Extremsportler und Hochseilartist Freddy Nock beim Verlassen des Bezirksgerichts Zofingen AG. Er hatte die Fragen des Gerichts nicht beantwortet. KEYSTONE/ENNIO LEANZA sda-ats

(Keystone-SDA) Das Bezirksgericht Zofingen AG hat Hochseilartist Freddy Nock der versuchten vorsätzlichen Tötung seiner Ehefrau schuldig gesprochen. Das Gericht verurteilte ihn zu einer teilbedingten Freiheitsstrafe von 2,5 Jahren. Er kam per sofort in Sicherheitshaft.

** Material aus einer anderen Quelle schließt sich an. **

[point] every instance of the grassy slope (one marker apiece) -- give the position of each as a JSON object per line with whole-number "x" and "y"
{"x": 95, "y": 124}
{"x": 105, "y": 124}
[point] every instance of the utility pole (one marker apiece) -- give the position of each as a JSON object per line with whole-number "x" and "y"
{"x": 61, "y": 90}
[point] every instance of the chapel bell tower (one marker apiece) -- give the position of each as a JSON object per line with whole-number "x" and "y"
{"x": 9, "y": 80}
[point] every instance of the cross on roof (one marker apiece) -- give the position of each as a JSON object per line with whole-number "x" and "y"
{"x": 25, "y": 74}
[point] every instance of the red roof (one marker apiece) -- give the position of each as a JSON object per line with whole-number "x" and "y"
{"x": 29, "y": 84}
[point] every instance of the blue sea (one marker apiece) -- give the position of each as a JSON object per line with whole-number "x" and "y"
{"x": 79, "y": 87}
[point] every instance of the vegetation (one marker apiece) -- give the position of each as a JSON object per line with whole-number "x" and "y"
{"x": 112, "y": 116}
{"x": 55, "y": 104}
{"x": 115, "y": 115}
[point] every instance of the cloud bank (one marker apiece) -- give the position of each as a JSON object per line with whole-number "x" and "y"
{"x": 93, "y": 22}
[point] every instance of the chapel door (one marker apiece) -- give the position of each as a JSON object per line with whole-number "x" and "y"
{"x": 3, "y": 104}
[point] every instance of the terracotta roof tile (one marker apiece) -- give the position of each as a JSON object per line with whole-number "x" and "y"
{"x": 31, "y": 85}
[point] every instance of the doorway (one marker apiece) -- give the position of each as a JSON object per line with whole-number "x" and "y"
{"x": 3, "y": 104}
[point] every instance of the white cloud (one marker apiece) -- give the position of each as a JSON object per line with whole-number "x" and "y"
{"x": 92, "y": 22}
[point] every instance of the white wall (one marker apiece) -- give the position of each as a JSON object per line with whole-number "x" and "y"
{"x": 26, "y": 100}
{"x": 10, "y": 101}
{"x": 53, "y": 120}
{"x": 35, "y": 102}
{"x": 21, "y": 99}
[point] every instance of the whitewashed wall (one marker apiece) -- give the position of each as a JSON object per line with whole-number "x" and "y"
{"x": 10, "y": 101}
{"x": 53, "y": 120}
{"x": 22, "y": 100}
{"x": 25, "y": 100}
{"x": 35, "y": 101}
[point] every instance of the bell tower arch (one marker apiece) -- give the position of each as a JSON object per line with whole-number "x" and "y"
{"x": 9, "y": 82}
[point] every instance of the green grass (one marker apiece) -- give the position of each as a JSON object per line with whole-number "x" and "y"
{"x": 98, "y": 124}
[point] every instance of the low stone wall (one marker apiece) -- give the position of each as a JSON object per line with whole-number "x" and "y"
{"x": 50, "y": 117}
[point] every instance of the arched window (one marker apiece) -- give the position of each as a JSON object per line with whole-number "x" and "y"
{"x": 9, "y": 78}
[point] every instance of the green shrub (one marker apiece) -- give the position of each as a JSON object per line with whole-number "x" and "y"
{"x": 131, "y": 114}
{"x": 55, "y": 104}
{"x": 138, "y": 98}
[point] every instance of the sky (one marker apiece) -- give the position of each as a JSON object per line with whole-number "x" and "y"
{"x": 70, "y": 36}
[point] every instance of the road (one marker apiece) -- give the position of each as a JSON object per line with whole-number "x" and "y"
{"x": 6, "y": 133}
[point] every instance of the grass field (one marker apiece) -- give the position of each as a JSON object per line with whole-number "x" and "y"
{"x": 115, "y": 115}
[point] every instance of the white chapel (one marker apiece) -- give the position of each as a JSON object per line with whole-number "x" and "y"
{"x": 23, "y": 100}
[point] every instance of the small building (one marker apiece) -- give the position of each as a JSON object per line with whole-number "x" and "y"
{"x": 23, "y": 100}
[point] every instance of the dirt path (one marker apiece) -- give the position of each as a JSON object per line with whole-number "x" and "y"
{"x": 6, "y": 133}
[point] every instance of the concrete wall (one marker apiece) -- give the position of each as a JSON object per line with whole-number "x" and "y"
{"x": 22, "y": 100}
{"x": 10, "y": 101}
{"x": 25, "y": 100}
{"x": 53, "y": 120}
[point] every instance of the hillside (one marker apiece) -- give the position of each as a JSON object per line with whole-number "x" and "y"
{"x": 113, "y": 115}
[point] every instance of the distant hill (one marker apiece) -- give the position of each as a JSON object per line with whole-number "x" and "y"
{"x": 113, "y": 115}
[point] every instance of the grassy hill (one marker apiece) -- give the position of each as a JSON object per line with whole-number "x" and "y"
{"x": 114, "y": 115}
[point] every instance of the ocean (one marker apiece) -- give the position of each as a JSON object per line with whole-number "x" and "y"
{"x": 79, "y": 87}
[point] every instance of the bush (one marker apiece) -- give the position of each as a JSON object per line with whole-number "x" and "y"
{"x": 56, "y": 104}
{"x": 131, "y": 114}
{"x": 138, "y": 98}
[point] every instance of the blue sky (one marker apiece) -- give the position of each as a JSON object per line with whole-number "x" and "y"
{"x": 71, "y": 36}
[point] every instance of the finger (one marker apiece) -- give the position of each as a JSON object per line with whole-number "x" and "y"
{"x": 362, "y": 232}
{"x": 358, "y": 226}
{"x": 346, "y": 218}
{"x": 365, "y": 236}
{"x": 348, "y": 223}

Der 55-Jährige muss 10 Monate absitzen. Für die restlichen 20 Monate gewährte ihm das Bezirksgericht den bedingten Strafvollzug, mit einer Probezeit von zwei Jahren. Nock kam am Mittwochabend direkt aus dem Gerichtssaal für die Dauer von drei Monaten auf Antrag des Staatsanwalts in Sicherheitshaft. Gemäss Bezirksgericht besteht Fluchtgefahr und Wiederholungsgefahr.

Die Gerichtspräsidentin sagte bei der Urteilseröffnung, für einen Schuldspruch müsse der Angeklagte nicht geständig sein. In diesem Fall stehe – wie oft bei häuslicher Gewalt – Aussage gegen Aussage. Es obliege dem Gericht, die Glaubhaftigkeit der Aussagen zu prüfen.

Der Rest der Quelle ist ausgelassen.